I remember playing the game with a partner where you each take turns being blindfolded.  The person leading had to talk the blindfolded friend through a walk outside, letting them know when to step up or down, move to the right or left, etc.  I worried I would get paired up with a jokester who would lead me into a patch of poison ivy or laugh hysterically as I fell down a set of stairs.  Fortunately, neither of those things ever happened (while I was blindfolded, anyway). 

We need to pick the people we follow and spend time with very carefully.  I felt comfortable trusting my friend as a spiritual companion, because she is a life-long learner, humble enough to know she doesn’t know everything and is still growing in the faith herself.  Her active prayer life, dedication to family and friends, and love of books made me feel that I could trust her. 

During my time meeting with her, she recommended a number of fabulous books for me to read that enhanced my spiritual journey and faith walk.  One she hesitated to recommend to me because she is friends with the author.  She feared I might suspect she was more interested in plugging her friend’s book than suggesting I read something that would really speak to where I was at that time.  She was wrong.  I knew I could trust her book recommendations would be authentic and honest.
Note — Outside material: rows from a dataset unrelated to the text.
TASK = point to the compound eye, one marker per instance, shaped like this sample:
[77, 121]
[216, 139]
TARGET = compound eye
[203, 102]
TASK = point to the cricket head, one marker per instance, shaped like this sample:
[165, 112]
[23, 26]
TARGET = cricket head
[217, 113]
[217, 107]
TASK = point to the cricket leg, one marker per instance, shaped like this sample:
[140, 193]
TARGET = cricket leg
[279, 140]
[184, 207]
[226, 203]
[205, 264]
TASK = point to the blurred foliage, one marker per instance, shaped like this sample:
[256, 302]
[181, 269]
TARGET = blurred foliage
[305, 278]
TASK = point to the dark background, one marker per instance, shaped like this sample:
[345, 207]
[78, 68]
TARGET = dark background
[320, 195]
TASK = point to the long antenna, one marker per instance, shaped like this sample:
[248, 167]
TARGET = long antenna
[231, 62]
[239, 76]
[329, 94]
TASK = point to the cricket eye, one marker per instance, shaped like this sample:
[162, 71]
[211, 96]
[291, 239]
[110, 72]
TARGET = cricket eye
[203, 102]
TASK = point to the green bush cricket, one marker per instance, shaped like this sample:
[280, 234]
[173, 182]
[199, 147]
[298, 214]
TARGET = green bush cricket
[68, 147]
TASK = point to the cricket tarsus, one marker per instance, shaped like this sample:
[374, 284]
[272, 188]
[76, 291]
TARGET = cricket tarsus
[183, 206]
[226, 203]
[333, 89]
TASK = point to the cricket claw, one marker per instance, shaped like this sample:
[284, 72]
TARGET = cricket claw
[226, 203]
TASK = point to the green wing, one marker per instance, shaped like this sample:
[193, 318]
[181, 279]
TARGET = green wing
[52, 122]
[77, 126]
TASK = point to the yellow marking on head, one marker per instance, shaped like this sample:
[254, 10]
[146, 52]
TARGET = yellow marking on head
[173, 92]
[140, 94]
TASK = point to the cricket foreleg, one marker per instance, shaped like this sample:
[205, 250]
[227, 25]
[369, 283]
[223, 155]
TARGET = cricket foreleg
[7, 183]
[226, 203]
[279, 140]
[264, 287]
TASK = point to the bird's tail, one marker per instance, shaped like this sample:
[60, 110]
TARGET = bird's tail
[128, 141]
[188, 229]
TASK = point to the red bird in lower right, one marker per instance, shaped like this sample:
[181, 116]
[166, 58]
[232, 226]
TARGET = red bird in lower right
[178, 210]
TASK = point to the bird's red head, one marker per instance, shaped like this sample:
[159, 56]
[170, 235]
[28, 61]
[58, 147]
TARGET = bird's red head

Sabbath Presence is a beautifully written book based on the theme that was chosen for my Cursillo weekend “Be Still and Know.”  I am someone who always feels like I should be doing something.  I have often had to fight against the notion that my worth comes from what I have done or am doing rather than from God, who created me (and each one of us) in His image of love

This book changed my life.  It’s one of the very few books I read twice in a row, soaking up the wisdom and allowing it to sink in.  My first time through, I skimmed over the reflection questions, but I didn’t spend a lot of time with them.  My second time through, I took quiet time to journal and really meditate on each of the questions. 

I can’t think of a more perfect book for me to have read at that time. It’s very unlikely I would have come across it if not for a blind woman I saw for spiritual direction.  True sight into the soul is in the heart of those open to the Holy Spirit.  

Prayer: Lord, please help us become more open to the promptings of the Holy Spirit moving in and through us.  Guide us to a deeper awareness of and appreciation for Your Presence in others as well as ourselves.  Show us how to see beyond appearances to what truly matters and is of eternal value.  Give us the courage to face our own blind spots, accept Your forgiveness, and mercy.  Amen.

Questions for Reflection, Discussion, or Journaling: What do we block out or miss when we get caught up in appearances?  Have we ever judged incorrectly because we have made assumptions based on the way a person or situation looks?  How likely are we to ask questions and really listen to: a friend, a spouse, a child, a co-worker, God, or even our own inner voice of wisdom?  What can we do to become better listeners?